Hacker News new | past | comments | ask | show | jobs | submit login
Seven Unix Commands Every Data Scientist Should Know (neowaylabs.github.io)
109 points by lerax on Mar 7, 2019 | hide | past | favorite | 64 comments

'sort' and 'uniq' should also be near the top of the list. And once your doing more on the command-line, 'join' and 'comm' can help you merge data from multiple files.


I'm guessing regex's are beyond Data Scientist [0], but throw sed and vim into the mix and there are very few one off problems that can be managed by a single CPU that you can't do, and what's more do more efficiently than any other tool chain. The overhead of throwing it into a SQL database or whatever is do big, these simple tools simply blow them away is you are doing it just once.

[0] I'm guessing a "Data Scientist" is someone who knows a lot about the data and the scientific domain that created it, and to whom a computer is just a just another hammer you hit the data with. A hammer that someone deliberately made insanely and unnecessarily complex for job security, or something.

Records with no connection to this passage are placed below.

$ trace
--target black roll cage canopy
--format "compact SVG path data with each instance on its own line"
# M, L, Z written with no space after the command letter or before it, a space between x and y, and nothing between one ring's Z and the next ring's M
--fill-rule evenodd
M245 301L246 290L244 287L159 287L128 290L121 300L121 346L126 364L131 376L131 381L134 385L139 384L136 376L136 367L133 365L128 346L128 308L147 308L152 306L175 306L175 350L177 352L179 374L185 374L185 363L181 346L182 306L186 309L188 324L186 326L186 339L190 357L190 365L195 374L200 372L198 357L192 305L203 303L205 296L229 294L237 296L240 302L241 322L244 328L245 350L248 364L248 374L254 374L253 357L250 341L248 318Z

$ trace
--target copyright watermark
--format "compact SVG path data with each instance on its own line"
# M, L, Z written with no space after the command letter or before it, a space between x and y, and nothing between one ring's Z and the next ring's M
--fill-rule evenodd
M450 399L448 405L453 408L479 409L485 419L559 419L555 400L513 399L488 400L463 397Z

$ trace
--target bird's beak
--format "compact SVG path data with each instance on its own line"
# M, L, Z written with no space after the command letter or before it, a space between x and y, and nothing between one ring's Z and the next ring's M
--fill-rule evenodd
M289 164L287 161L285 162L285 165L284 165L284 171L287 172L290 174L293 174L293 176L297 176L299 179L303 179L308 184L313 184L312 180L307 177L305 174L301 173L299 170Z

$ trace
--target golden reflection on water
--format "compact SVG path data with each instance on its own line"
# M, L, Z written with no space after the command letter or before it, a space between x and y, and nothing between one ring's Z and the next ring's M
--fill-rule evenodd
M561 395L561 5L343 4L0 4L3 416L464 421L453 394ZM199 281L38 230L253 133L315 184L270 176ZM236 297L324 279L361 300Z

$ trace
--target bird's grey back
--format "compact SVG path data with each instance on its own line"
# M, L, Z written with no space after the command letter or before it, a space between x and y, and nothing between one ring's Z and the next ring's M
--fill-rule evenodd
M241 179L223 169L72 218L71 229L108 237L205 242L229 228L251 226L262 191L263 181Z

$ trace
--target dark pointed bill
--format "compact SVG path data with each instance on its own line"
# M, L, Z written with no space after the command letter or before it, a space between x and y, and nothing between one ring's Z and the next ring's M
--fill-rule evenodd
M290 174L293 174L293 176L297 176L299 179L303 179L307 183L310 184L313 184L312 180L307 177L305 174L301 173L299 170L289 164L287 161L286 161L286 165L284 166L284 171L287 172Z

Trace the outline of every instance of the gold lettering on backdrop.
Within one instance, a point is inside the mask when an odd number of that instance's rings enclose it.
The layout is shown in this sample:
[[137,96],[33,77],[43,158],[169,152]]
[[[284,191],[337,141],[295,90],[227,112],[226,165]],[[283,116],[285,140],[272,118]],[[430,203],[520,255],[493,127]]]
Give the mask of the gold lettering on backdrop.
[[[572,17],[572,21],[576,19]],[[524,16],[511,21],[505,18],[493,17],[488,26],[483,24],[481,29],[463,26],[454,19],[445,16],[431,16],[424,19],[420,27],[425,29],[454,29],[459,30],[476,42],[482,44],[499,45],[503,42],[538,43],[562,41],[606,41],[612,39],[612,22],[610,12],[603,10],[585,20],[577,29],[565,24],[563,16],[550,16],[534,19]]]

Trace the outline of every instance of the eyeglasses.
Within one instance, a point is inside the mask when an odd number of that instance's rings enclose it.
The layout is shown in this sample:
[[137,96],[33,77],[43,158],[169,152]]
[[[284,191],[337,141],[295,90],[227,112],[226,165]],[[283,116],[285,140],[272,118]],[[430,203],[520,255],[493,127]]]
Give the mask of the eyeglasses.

I can't tell you how many times a combination of sort and join, with a bit of awk has saved by bacon. Seems to be a rather rare skill to have among the various Unix admins I've worked with in the past.

One thing to note, set LANG=C before doing operations with sort and join. I'm not sure if it is a bug, or if it is in all versions, but if you have for example LANG=en_US.utf8 then sort will use one order ("_" comes before '-"), but join uses ASCII order. Note, you don't have to export LANG=C, just put it prior to the command your are launching to export it to just that one command.

  LANG=C sort ...

I know this is not a "official" unix tool, but for join/comm specifically for CSV I love this tool: https://github.com/BurntSushi/xsv/releases/tag/0.13.0

xsv help: https://i.imgur.com/yS8cen7.png

I'd add jq (https://stedolan.github.io/jq/) to the list. JSON data is so common, and jq makes working with it a breeze.

And xsv for CSV data.

It works particularly well in cases where JSON is too large to parsed with a scripting language. Invaluable tool for JSON parsing.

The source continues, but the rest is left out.